Social Movement Fields and the Construction of Private Social Responsibility Standards: The Case of Socially Responsible Investing

Mar 28, 2013 (All day)

The Political Economy Working Group will hold its next meeting Thursday, March 28 in 245 Townshend Hall. Dr. Paul Dean (Department of Sociology and Anthropology, Ohio Wesleyan University) will discuss his manuscript “Social Movement Fields and the Construction of Private Social Responsibility Standards: The Case of Socially Responsible Investing.”

Abstract:
Because states have been reluctant or politically unable to regulate transnational corporations, social movements have recently adopted a variety of market-based campaigns to re-embed economic practices within particular social and environmental standards. One important location for this activity is socially responsible investment (SRI). These campaigns have raised new questions about how markets—as fields of power—function as sites for struggle and change (King and Pearce 2010). Drawing from the literatures of social movements and economic sociology, and qualitative interviews with SRI activists, I examine how collective actors challenge corporate power through SRI and how that action is structured and constrained by the institution in which they operate. I found that activists identified ambiguities and contradictions within the assessment of financial value. They deployed alternative frames to disrupt and reconstruct institutional logics around investing that recast social and environmental criteria in financial terms.

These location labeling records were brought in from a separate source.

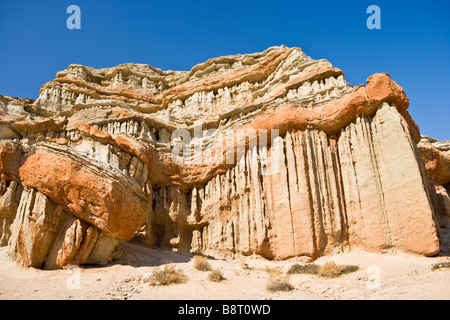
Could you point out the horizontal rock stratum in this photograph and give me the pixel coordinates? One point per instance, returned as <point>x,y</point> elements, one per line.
<point>270,153</point>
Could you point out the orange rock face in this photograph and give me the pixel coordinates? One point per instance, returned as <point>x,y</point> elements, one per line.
<point>95,198</point>
<point>270,153</point>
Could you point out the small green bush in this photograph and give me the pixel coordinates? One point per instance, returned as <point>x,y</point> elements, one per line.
<point>166,276</point>
<point>279,284</point>
<point>216,276</point>
<point>202,264</point>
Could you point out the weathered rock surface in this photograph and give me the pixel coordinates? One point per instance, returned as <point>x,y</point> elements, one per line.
<point>436,158</point>
<point>91,163</point>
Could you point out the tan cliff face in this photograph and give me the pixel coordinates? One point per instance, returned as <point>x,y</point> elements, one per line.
<point>91,163</point>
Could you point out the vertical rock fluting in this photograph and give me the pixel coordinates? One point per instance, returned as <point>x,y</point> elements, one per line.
<point>358,188</point>
<point>91,163</point>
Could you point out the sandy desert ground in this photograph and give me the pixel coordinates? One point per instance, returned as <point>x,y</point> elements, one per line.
<point>402,276</point>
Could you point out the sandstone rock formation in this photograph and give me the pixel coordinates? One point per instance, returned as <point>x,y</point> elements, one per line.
<point>91,163</point>
<point>436,157</point>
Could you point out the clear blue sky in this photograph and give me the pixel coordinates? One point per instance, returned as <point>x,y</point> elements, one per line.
<point>413,44</point>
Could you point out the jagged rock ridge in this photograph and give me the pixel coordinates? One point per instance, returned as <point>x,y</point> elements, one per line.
<point>90,163</point>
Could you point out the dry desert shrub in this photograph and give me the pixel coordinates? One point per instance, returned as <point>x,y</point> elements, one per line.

Through social ratings that evaluate corporate social and environmental performance, they engage with management and embed business practices within specific standards for social responsibility. However, these ratings and engagements are constrained by a variety of factors, including data availability, investment laws and regulations, training of financial analysts, investment norms and principles, and power. Together, these institutional forces shaped what actors perceived to be realistic standards for social responsibility, and channeled protest into acceptable institutional forms and less threatening institutional schemas.